First, the server background
One 4-core server
Jieba participle problem exploration
In this case, it is mainly aimed at tracking the hot spot of the daily chat record of the players. The technical level is not difficult, which is nothing more than cleaning the statements of the players, segmentation words, and theme extraction and other conventional processes. However, the difficulty is how to store the huge data of player chat records and perform conditional filtering while ensuring the query efficiency.
Celery asynchronous tasks
Celery is a simple, flexible and reliable distributed system that handles large numbers of messages, focuses on real-time processing of asynchronous task queues and also supports task scheduling, with a worker being a daemon. The Celery architecture consists of three parts, the message middleware, task execution unit and task execution result store. The structure I use is Celery+Redis. Celery uses workflow mode (group+ Chord) Redis to store message task parameters as well as workflow data store.
Celery tasks build
1. Due to the large chat record, jieba.lcut takes a long time in a single process task, so the task is considered to be divided. There are a variety of segmentation methods. Here only the one used in the case is introduced. First, the day is the segmentation point, and then the second segmentation is based on the player’s level.
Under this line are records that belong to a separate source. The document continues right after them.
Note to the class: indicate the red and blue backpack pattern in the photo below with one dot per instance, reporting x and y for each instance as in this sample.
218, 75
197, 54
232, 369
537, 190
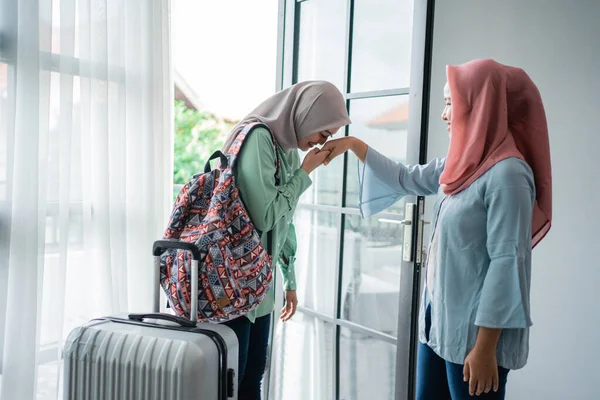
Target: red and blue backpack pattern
235, 270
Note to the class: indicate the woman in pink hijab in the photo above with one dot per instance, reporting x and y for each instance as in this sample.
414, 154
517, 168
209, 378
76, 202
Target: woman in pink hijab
494, 204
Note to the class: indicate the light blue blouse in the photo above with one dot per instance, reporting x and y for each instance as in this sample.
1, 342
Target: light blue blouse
483, 271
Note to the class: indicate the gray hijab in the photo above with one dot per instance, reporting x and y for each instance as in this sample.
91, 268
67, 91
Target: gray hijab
296, 112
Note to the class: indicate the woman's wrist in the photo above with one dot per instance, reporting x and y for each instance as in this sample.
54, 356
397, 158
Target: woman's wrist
359, 148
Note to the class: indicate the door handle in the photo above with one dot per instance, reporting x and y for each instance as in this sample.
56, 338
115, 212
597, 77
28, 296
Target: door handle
409, 215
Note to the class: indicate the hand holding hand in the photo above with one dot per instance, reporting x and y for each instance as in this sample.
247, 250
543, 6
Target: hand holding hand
314, 159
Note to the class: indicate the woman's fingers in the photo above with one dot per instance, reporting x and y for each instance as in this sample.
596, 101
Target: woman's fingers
332, 155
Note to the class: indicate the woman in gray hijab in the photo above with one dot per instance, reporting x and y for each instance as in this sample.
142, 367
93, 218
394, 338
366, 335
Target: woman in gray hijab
300, 117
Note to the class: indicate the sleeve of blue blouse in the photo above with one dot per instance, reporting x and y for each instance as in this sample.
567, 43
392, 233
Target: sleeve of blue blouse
504, 301
382, 182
For example, the general task is to check the hot ranking of players’ chat records in 20200406 and 20200407. In this cut, the days will be cut with players’ levels and divided into 4 workers, worker_1: Worker_3:20200407 worker_4: 20200407 Chat logs of level 451-900 players
Celery. Group all tasks in parallel
Group ([WORKER_1, WORKER_2, WORKer_3, WORKer_4])
Celery. Chord for workflow tasks
Chord (Group ([WORKer_1, WORKer_2, WORKer_3, WORKER_4])) The main purpose of this step is to summarize the cutting data of all levels and segments for each day and finally calculate the hotspot ranking.
Note: When using workflow mode, it should be noted that workflow mode will transfer the data of the previous step to the next step, and the data returned by the previous step should be controlled well, because too much data will affect the execution efficiency of the overall task
5. Mission execution
1. Start the worker
Since the test machine has only 4 cores, jieba participle mainly occupies CPU consumption, so the number of workers is directly pulled to the full. Start 4 workers, queue name celery_test celery -A main worker -n celery_test -c 4 -l info -q celery_test
2. Task execution results
During the task execution, 4 workers were busy with CPU usage
At this point, the task seems to have been completed, but this seems to have little to do with the title?
The one above is just the background of the discovery, the one below is the real story. In the case of worker=4, all the CPU is occupied to execute the task, and the average time of a single task is 60s. However, 60s is barely acceptable, which cannot efficiently execute workers. In the process of testing tasks, only one day’s tasks were performed for process analysis, that is, 2 worker: worker_1:20200406 chat records of 1-450 level players 20200406,451-900 level player chat logs start worker, still 4 processes
Since 2, 3, and 4 workers have all tried, what is the efficiency of 1 worker? The results are as follows
conclusion
In the case of limited resources, how should the number of Celery workers be selected optimally? In the case of pursuing the optimal number of single worker, the number of cores should not exceed half of the server. Of course, if there are tasks that do not consume much CPU, the more workers there are, the higher the number of concurrent tasks will be. Specific workers should be adjusted according to the business situation to save resources and time.